Elle a élevé les enfants seule pendant ses tournées, posté des messages d’amour inconditionnel. « J’étais sa cheerleader, sa rocher », dit-elle. Après l’accident, les paparazzis l’assiègent, les offres de livres et d’interviews pleuvent. Une fondation Jota pour les enfants orphelins naît, qu’elle préside. Pourtant, le deuil la ronge.

« Les nuits sans lui, les enfants qui demandent ‘Papa rentre quand ?’… Je me noyais. Un psy m’a conseillé un break radical. Rio, c’est thérapeutique : des amis brésiliens de Diogo m’ont invitée, et Neymar lui-même a écrit : ‘Viens, on honore son esprit ici’.

» La destination stupéfie car elle évoque la vitalité que Jota incarnait – ce sourire contagieux, ces dribbles fous.

Mais elle effraie : comment une veuve de 28 ans, mère célibataire, atterrit-elle dans la folie carioca ? Logistique : un appartement loué à Copacabana, école internationale pour les petits, sécurité privée. « Pas une fuite, une étape », insiste-t-elle.

« Je reviens, pour le procès contre Lamborghini – ce pneu défectueux a volé mon monde ».

Le choc est mondial. Au Portugal, les tabloïds titrent « La Veuve Blanche s’envole vers l’Oubli ».

En Angleterre, les supporters de Liverpool, encore en deuil, se divisent : certains applaudissent sa force (« Elle vit pour lui ! »), d’autres la jugent (« Trop tôt, respecte le maillot rouge »). Les enfants ? Dinis, le grand, dessine des avions pour « voler vers Papa ».
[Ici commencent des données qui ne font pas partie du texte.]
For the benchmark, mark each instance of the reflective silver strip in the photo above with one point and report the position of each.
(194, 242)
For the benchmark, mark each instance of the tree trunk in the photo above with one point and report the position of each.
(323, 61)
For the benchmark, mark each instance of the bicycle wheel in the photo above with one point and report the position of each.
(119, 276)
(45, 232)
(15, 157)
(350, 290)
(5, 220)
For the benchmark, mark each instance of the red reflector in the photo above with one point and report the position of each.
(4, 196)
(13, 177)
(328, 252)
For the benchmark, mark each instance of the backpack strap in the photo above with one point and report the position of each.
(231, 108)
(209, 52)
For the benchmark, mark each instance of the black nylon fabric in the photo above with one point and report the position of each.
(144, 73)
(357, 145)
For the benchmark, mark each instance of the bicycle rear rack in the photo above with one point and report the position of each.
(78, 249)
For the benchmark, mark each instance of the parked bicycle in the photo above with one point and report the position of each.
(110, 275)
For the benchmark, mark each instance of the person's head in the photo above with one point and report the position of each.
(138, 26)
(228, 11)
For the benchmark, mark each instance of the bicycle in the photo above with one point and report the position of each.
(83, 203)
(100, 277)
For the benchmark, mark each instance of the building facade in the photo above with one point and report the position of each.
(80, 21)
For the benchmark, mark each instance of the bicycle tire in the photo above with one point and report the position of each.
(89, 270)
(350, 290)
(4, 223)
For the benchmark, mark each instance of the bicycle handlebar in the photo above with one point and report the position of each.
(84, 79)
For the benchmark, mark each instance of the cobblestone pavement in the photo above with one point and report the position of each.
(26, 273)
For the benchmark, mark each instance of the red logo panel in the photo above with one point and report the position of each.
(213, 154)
Mafalda, la bébé, gazouille sans savoir. Rute, les yeux rougis : « Ils meritent une maman qui respire à nouveau. Diogo voudrait ça – pas une ombre. » Son départ, prévu ce soir, marque un tournant.

Sera-t-il suivi d’un retour triomphal, ou d’un exil permanent ? Une chose est sûre : Rute Cardoso, de veuve éplorée à globe-trotteuse résiliente, réécrit son destin. Le Brésil, ce géant tropical, deviendra-t-il son refuge ou son nouveau chapitre ? Le monde retient son souffle, comme avant un penalty décisif.

Pour Jota, l’éternel buteur, ce serait peut-être le plus beau but posthume : voir son amour renaître des cendres.